Now, we do not have a purpose to make a school with strict standards – there is no demand for it. But there is demand for a socially comfortable environment with educational elements. For instance, we have introduced an arts and crafts class. We do not just draw or model, but also make Russian arts and crafts familiar to children. We have recently started a course, where we tell how Khokhloma and Gzelian ceramics emerged. We are glad to know, that sometimes children like it more here, than at Italian school and they come to our lessons with pleasure.
‒ We often mention “the Russian signs” in Florence…
‒ Yes, they are very significant. By the way, at the old Lutheran Allori cemetery, there are many representatives of the Russian nobility buried. As the cemetery is private, the places have to be permanently paid. But many descendants are not to be found and there comes a moment, when all the unpaid remains will be reburied in a collective grave. At the present moment, an expert in the Demidovs, a Russianist Lucia Tonini is finishing a book about the history of Russian cemeteries. The situation with the Russian cemeteries in Italy is more or less equal across Italy and we are trying to catch attention of the Russian government to the fate of these graves.
We have already mentioned the Demidovs, who have left a villa with a park and presented an icon stand to the Orthodox church. There was a ballet school some day and the ballerinas of Mariinskiy Theatre taught here. Also Dostoyevsky left his "signs" in Florence - he wrote his "Idiot" here. A memorial plate on the house, where the novel was written, is near Palazzo Pitti. Tarkovskiy's son lives in Florence, the city administration gave him the apartment, where his famous father lived. And also Tchaikovsky, who loved our city. He wrote a lot here and the most outstanding of his works is the "Queen of Spades" opera.
In 2011, we were involved in "Russians in Florence. A Day with Tchaikovsky" project. In the framework of the project, we held concerts, readings of Pushkin's "Queen of Spades" in the famous Oblate library and literary lectures. Based on the composer's letters, we designed and held a guided tour, where Pyotr Ilyich walked himself.

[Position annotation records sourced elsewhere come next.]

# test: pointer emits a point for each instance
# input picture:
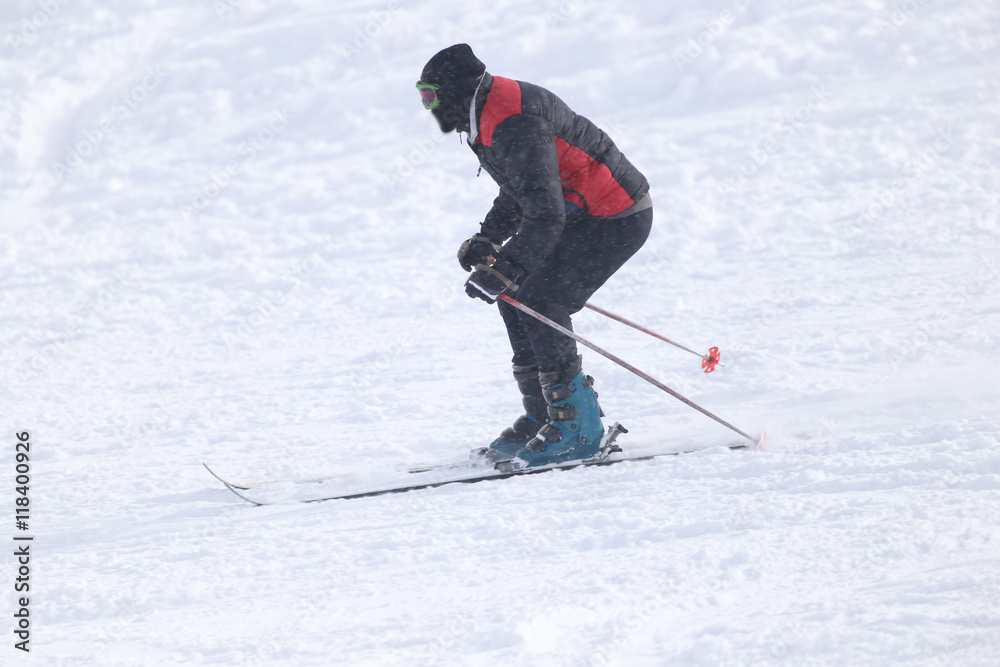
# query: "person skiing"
(570, 212)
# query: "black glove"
(488, 282)
(477, 250)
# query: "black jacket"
(550, 164)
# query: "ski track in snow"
(227, 232)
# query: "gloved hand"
(488, 282)
(477, 250)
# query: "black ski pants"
(589, 252)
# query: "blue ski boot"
(574, 429)
(514, 438)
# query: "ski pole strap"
(624, 364)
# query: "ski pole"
(709, 360)
(624, 364)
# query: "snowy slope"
(227, 232)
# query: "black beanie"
(456, 68)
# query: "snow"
(228, 236)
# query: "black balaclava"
(458, 71)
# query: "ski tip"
(760, 444)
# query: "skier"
(570, 212)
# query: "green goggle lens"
(428, 94)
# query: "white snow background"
(228, 233)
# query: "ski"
(609, 454)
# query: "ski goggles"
(428, 94)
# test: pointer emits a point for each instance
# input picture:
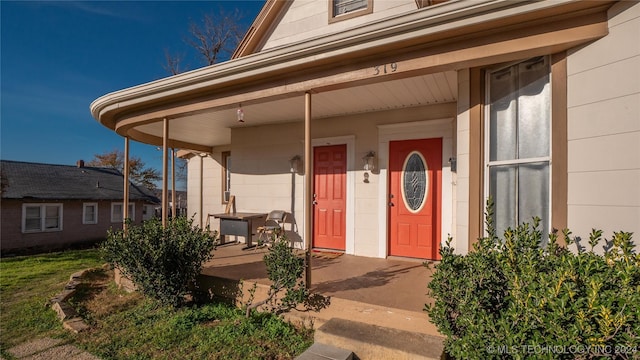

‒ Was the famous "Souvenir de Florence" composed after visiting Italy?
‒ Sure. He composed "Maid of Orleans" and "Queen of Spades" right in Florence. Nadezhda von Meck rented a villa for Tchaikovsky in the Florentine hills, 300 meters from her own Kora villa. The "Maid of Orleans" was written there. When the relationships with von Meck ended, he continued visiting Florence and rented apartments on Arno riverbank. The "Queen of Spades" was written there in 40 days.
He described his free time in Italy in the letters to friends in details. Apart from our expectations about luxurious lives of musicians, the composer had a strict timetable. He worked on a by-order basis, had deadlines. The house, which used to be a small hotel, where Tchaikovsky lived, has no sign on it. Everyone needs this memory - Russians, Italians, who set a high value on our culture, and our children. Of course, they will be proud to be connected with the great Russian culture, I hope. And this memorial sign may become one more step to this, one more "sign" in the Russian history.